Bitte etwas mehr Demut im Vorfeld der WM

Nach dem glücklichen 1:0-Sieg der DFB-Elf gegen Chile

Ein Kommentar von Matthias Rech.

Ein Kommentar von Matthias Rech.

Foto: Melanie Zanin

Es war die Ironie des Abends. Vor dem Anpfiff des Testländerspiels hatte Mesut Özil von Vertretern des „Fanclubs Nationalmannschaft“ den Preis als Nationalspieler des Jahres 2013 überreicht bekommen. 89 Minuten später wird er von tausenden Fans der DFB-Elf beim Gang vom Platz gnadenlos ausgepfiffen. Die zahlende Kundschaft im Stadion war sichtlich erzürnt über diese Leistung der Mannschaft von Joachim Löw.

Die hatte so nichts mit der Sommermärchen-Magie zu tun, die offenbar etliche Besucher von Länderspielen seit 2006 als Dauerzustand erwarten. Es war nicht der erste Ausbruch von Enttäuschung, weil die Kicker den Fans die Partylaune vermiesten.

Dabei hatte der Bundestrainer doch schon Tage zuvor darauf hingewiesen, dass einerseits der Zustand einiger deutscher Spieler zu wünschen übrig lasse, und andererseits die Chilenen eine sehr starke Mannschaft haben. Ja, auch wenn es bei dem Gerede vom riesigen Talentreservoir der Deutschen keiner glauben mag. Und auch, wenn es nach den Fanmeilen-Feiern für zweite und dritte Plätze bei den vergangenen großen Turnieren die Laune verdirbt: Andere Länder haben ihre Hausaufgaben — nicht selten nach deutschem Vorbild — längst gemacht.

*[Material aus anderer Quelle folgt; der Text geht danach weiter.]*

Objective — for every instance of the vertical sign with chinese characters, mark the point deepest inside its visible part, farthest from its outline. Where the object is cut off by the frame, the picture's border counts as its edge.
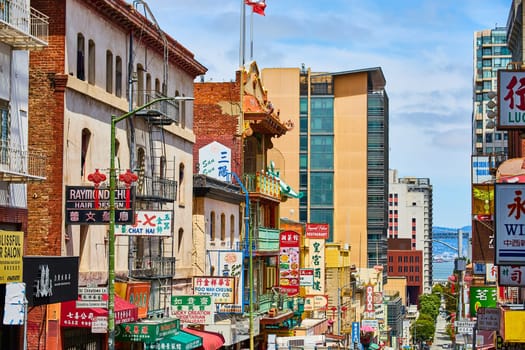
(511, 99)
(482, 296)
(509, 227)
(289, 262)
(317, 234)
(215, 161)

Joachim Löw mag über ein Überangebot an — so sie in Form sind — tollen Offensivkräften verfügen, doch die Schwachstellen in der Defensive sind noch dieselben wie beim 1:2 im EM-Halbfinale gegen Italien oder beim 4:4 gegen Schweden im Herbst 2012. Alternativen, die Besserung vor allem für die Außenverteidigerpositionen versprechen, sind nicht in Sicht.

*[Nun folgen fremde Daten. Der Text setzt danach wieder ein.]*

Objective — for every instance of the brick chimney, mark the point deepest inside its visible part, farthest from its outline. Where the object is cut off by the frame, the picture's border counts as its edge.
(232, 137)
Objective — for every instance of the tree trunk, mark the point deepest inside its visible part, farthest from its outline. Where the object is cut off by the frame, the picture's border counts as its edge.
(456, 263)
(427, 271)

Insofern tut Joachim Löw gut daran, seinen Spielern bewusst zu machen, dass noch viel Arbeit wartet vor der WM. Dass jeder Spieler in den zwei Monaten bis zur Nominierung des vorläufigen Kaders an jedem Tag noch mehr investieren muss, will er mit zur WM fahren. Dieses Länderspiel hat gezeigt, dass Joachim Löws Warnungen keine leeren Worte waren. Und den pfeifwütigen Fans sei gesagt, dass etwas mehr Demut vor dem Turnier in Brasilien gut tun würde. Auf den Weltmeistertitel mit Zauberfußball hat Deutschland keinen automatischen Anspruch.